2012年2月26日
「神の民となる」
榎本栄次 牧師
聖書 コリントの信徒への手紙Ⅱ 6章14-18節
「信仰はヒューマニズムではない。人が中心ではなく神が中心になること。」このことはとても重要な基本線です。でありながらまた、同じように「信仰は、私とあなたというヒューマンの関係を離れては成り立たない」という事実も重要です。
私たちは自分をどのように捉えているでしょうか。「私は神のようにすばらしい存在」と捉えているでしょうか。それとも「私は土の塵のようにつまらない存在」と理解しているでしょうか。創世記には「神は御自分にかたどって人を創造された」(創世記1:27)とあり、また「主なる神は、土(アダマ)の塵で人(アダム)を形づくり、その鼻に命の息を吹き入れられた」(同2:7)とあります。ここに二つの人間観が示されています。一つは「神の似姿」としての人間であり、もう一つは「土の塵」としてのそれです。さて私たちはどちらの見方をするのでしょうか。

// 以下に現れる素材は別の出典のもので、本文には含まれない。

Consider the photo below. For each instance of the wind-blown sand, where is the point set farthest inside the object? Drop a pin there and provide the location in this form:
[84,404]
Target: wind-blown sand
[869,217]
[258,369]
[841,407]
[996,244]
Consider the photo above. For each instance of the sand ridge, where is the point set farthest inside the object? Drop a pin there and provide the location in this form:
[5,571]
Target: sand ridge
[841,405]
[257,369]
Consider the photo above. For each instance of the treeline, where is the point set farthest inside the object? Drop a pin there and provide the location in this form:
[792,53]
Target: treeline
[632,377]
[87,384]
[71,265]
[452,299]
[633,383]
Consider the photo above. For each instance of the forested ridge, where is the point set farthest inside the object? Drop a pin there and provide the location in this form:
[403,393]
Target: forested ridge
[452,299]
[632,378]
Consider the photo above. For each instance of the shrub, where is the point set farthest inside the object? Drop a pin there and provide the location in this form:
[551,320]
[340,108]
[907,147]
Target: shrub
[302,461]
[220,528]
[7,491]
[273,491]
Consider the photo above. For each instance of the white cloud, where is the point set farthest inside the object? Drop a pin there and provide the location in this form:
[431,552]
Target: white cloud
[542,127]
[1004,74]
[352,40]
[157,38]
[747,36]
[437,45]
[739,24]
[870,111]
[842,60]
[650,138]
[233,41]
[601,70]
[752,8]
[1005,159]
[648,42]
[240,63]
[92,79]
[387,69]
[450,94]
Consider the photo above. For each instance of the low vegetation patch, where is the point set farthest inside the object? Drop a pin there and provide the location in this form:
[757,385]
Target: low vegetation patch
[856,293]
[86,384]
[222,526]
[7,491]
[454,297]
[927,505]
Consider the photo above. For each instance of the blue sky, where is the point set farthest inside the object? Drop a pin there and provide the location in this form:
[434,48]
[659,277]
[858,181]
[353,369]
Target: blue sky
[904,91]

使徒パウロはコリントの人たちのことを「神の神殿」とし「神の民となる」と言っています。そこで「信仰のない人々と一緒に不釣り合いなに軛つながれてはなりません」(14)と勧めています。自分たちと信仰を持っていない人とをはっきりと区別して「正義と不法」「光と闇」「キリストとべリアル(価値なき者)」「信仰と不信仰」「神の神殿と偶像」のように相容れない対立を示しています。
しかし私たちの周りを見渡してみると、また自分自身のことを考えてみますと、こちらが闇であり、不法であり、べリアルではないか、信仰のない人たちの方がずっと優れてはいないか、はじめから負けているような気がします。
さてここで、パウロの言う「神の民」とはどのような人のことでしょうか。異邦人と比べてクリスチャンの方が優れて清い人なのですか。正しい人が選ばれたのでしょうか。あるいは、神の裁きのふるいにかけられて残った人たちなのでしょうか。そうではない。ただキリストの憐れみにより選ばれているのです。「このような宝を土の器に納めています」(4:7)とあるように、一方的に神の力によるのです。それを混同してはいけません。それは決して相容れないことなのです。
土の塵が頑張って人になるのではありません。そこに神の息がかけられて人になるのです。その人がどんなに優れていても、「私はパウロにつく」「私はアポロに」などと言って争っている間は「ただの人にすぎないではありませんか」(コリントⅠ3:3)。土の器にすぎない者が、「神の神殿」とされ「神の民となる」のは、この自分がイエス・キリストにより救い出されたことによるのです。
肉の私、土の塵でしかないこの私は、何の意味もない存在なのでしょうか。決してそうではない。主イエスを十字架にかけるほど神様はこの私を愛しておられます。そして私たちはこの世に生かされています。この世の中から逃げ出すのではありません。この世の中に入るのです。キリストと共に。その旅は荒れ野を行くように厳しい道のりです。しかしそこにはキリストの宝が与えられています。神の息である聖霊が働いてくださいます。それをいただいてこの世の人々の中に入り、この世の人々と共に生きるのです。そこで神の民となり、神様が私の神様になってくださるのです。そこに真に人となり、自分を回復する恵みの園が開かれているのです。
教会の可能性はどこにあるのでしょうか。若い人がいない。経済が困窮している。よい指導者がいない。宗教心がない。もっと人々を引きつけるカリスマが求められている。若者が来るプログラムが必要。経済的支援ができる有力者が欲しい。そうかも知れません。しかしそれでは「ただの人」の集まりにすぎないでしょう。人気が去り、指導者がいなくなり、甘い汁を吸わしてくれる人がいなくなったら消えていくしかありません。雪国の大雪のように春になったら消えてしまいます。むしろ私たちはそれらと決別しなければなりません。偶像の民から神の民になるのです。そこでこそ、この世の人々から地の塩世の光として尊ばれるのです。